In 1830, Neil MacKenzie is the new church minister to St Kilda, the most remote part of the United Kingdom. He and his wife Lizzie start a new life in the small community on the island, where they find poverty, unsanitary living conditions and an epidemic of babies dying in their first week of life.
The Mackenzies are historical figures, but this is a novel based on their time on St Kilda. it's the story of one man's battle, as he saw it, to bring a community into the modern day. MacKenzie doesn't try to understand how the local customs are designed to fit in with the local environment and his mission to give the islanders more sanitary housing ignores how the community has grown organically on the island.
Meanwhile Lizzie battles with her own loneliness (she doesn't speak Gaelic, the language of the island nor does she make any attempt to learn to do so) and the death of her first three children in their first week of life.
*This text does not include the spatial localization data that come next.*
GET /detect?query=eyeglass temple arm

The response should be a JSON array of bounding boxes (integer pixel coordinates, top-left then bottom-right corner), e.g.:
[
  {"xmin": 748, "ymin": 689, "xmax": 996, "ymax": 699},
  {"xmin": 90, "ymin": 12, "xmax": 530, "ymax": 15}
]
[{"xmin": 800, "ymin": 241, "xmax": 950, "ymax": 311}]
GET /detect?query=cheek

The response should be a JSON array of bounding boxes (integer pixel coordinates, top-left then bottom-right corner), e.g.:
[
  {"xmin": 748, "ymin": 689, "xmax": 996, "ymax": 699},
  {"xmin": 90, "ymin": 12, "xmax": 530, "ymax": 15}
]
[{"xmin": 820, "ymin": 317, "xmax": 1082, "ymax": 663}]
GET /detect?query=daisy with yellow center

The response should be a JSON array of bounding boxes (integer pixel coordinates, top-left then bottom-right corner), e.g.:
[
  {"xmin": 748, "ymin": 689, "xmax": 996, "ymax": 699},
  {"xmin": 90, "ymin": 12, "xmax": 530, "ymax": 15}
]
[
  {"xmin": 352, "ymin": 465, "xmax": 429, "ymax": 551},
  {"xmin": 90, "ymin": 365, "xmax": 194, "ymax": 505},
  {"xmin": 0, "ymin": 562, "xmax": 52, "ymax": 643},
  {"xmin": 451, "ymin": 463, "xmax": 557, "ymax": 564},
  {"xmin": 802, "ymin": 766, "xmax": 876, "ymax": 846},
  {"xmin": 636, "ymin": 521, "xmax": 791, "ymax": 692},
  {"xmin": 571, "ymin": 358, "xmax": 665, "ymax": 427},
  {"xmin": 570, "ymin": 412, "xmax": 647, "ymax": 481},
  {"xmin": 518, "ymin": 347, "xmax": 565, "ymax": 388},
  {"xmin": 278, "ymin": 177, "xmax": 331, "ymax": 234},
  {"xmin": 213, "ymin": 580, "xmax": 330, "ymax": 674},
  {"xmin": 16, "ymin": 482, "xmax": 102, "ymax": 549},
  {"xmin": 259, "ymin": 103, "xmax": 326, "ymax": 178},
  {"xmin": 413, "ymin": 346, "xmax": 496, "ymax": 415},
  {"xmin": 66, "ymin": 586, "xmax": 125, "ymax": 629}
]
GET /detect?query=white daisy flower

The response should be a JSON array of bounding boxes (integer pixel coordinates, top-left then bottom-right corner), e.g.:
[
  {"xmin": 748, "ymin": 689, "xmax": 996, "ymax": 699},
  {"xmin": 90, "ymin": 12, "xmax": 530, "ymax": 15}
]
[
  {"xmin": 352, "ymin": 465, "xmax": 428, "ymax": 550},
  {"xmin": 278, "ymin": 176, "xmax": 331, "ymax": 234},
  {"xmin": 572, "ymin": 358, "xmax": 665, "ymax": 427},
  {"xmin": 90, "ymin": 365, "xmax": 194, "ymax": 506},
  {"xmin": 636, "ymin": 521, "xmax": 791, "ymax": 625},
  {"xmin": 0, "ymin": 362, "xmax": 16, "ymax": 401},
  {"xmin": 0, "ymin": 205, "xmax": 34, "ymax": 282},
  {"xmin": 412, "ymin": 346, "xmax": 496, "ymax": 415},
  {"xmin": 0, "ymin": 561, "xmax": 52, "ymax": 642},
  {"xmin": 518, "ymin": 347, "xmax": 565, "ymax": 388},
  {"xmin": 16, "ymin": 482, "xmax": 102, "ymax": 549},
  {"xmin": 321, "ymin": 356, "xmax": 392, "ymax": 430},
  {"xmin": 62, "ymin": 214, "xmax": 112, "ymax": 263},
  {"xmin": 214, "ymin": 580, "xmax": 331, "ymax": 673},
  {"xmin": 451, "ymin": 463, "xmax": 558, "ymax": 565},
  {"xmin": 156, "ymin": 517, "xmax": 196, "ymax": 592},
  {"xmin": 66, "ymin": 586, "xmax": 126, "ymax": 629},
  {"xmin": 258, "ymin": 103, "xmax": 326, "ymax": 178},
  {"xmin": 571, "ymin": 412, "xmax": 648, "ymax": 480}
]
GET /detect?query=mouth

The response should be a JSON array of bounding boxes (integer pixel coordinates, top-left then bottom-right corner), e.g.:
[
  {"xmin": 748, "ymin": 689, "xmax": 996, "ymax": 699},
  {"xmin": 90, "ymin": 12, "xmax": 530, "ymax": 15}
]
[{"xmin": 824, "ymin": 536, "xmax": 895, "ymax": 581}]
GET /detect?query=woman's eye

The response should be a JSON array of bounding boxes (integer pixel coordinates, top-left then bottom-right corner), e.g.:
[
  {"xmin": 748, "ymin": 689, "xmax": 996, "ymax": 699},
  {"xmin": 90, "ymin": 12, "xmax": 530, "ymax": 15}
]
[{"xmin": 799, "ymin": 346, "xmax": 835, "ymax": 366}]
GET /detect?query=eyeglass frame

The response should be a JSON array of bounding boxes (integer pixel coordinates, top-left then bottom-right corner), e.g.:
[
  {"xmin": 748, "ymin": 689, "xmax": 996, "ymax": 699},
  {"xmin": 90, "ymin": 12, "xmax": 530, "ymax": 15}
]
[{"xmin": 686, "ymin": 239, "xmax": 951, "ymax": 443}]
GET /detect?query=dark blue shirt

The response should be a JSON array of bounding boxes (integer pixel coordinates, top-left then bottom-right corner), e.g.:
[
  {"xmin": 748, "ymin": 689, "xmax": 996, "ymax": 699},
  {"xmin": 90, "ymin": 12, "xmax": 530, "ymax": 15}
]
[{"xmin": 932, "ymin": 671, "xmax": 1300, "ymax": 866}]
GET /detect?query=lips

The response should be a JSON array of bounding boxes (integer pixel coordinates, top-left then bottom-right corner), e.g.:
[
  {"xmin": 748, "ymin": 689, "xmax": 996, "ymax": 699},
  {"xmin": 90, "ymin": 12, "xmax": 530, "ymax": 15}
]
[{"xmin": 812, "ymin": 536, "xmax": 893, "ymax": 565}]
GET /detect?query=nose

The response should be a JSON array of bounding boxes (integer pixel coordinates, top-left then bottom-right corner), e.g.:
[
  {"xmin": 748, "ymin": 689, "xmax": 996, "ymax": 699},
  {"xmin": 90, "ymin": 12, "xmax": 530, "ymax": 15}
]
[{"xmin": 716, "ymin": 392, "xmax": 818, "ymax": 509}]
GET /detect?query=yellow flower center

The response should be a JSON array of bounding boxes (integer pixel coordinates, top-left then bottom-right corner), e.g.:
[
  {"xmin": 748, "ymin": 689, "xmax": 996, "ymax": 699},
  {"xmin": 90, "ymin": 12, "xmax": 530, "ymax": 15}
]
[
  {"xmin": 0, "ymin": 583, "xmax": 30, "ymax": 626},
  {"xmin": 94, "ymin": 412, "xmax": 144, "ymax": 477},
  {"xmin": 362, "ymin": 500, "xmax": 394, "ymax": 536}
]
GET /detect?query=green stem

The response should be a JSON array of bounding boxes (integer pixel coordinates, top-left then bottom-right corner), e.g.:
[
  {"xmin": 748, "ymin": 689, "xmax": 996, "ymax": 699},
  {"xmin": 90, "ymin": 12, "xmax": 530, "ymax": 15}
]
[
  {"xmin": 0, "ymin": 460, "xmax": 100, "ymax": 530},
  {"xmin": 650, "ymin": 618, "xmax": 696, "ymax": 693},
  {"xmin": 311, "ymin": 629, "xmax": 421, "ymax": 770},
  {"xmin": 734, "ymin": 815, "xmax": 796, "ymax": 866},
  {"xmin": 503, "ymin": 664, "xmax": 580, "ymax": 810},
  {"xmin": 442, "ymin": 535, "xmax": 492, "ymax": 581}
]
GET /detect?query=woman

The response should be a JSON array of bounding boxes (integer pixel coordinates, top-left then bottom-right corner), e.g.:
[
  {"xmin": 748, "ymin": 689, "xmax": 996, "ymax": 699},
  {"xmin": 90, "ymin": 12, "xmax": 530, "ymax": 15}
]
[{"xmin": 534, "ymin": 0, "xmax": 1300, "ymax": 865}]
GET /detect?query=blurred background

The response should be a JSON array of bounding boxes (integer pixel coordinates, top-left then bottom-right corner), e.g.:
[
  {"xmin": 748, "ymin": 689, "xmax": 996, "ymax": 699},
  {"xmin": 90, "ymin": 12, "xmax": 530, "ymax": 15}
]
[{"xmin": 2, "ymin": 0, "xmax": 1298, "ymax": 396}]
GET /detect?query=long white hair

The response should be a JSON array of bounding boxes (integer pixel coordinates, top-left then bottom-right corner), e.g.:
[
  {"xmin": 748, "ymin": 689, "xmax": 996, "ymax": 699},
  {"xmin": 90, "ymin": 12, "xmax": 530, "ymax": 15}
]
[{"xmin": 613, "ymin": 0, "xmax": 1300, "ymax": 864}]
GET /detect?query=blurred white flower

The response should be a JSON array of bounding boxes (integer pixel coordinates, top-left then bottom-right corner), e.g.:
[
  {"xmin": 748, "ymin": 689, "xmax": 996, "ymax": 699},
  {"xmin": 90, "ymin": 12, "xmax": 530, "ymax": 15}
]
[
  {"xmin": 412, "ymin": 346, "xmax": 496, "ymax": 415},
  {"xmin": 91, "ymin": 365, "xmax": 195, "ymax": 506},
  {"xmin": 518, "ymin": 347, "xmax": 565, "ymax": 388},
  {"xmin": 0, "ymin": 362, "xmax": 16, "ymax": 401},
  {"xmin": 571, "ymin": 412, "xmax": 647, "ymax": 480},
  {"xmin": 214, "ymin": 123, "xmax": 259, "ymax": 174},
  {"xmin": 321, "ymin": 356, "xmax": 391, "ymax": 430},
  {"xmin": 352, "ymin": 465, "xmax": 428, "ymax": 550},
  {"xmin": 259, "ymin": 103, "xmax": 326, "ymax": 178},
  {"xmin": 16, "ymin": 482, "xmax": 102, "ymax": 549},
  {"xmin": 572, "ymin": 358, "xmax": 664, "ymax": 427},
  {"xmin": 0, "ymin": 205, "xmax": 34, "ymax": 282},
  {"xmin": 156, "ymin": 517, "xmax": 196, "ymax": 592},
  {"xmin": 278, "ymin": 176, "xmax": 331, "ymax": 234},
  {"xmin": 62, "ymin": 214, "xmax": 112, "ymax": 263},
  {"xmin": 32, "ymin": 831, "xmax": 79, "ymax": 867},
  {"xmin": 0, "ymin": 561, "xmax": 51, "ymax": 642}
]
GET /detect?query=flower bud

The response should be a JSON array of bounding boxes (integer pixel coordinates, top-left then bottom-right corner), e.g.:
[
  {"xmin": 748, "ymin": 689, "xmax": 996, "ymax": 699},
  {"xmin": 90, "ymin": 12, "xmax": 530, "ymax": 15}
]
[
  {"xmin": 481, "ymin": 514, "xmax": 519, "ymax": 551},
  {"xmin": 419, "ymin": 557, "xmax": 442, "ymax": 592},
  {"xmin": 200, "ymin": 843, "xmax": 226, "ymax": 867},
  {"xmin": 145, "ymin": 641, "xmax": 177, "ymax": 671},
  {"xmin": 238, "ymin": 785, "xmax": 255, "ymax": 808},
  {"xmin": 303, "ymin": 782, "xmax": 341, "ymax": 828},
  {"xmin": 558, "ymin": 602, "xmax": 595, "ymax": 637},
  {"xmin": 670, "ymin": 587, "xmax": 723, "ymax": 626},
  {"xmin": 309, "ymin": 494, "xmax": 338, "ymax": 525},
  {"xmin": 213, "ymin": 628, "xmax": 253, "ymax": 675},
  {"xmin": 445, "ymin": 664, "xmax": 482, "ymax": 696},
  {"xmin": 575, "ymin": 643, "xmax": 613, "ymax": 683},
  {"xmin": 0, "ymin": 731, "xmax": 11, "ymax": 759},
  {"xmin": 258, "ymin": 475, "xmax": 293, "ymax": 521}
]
People on the island relied on hunting the seabirds for their eggs, their meat and their feathers. At the same time though, they were aware of the need for sustainable harvesting of the birds, to ensure the populations continued to thrive.
St Kilda is an amazing island (no-one lives there now, since the last of
the population were removed) and the book is full of wonderful
descriptions of the landscape and the wildlife.
It's a beautiful book, poignant and moving (though occasionally veering into melodrama) which dramatises the challenges of living in a remote and uniquely difficult place.
Island of Wings by Karin Altenberg published by Quercus.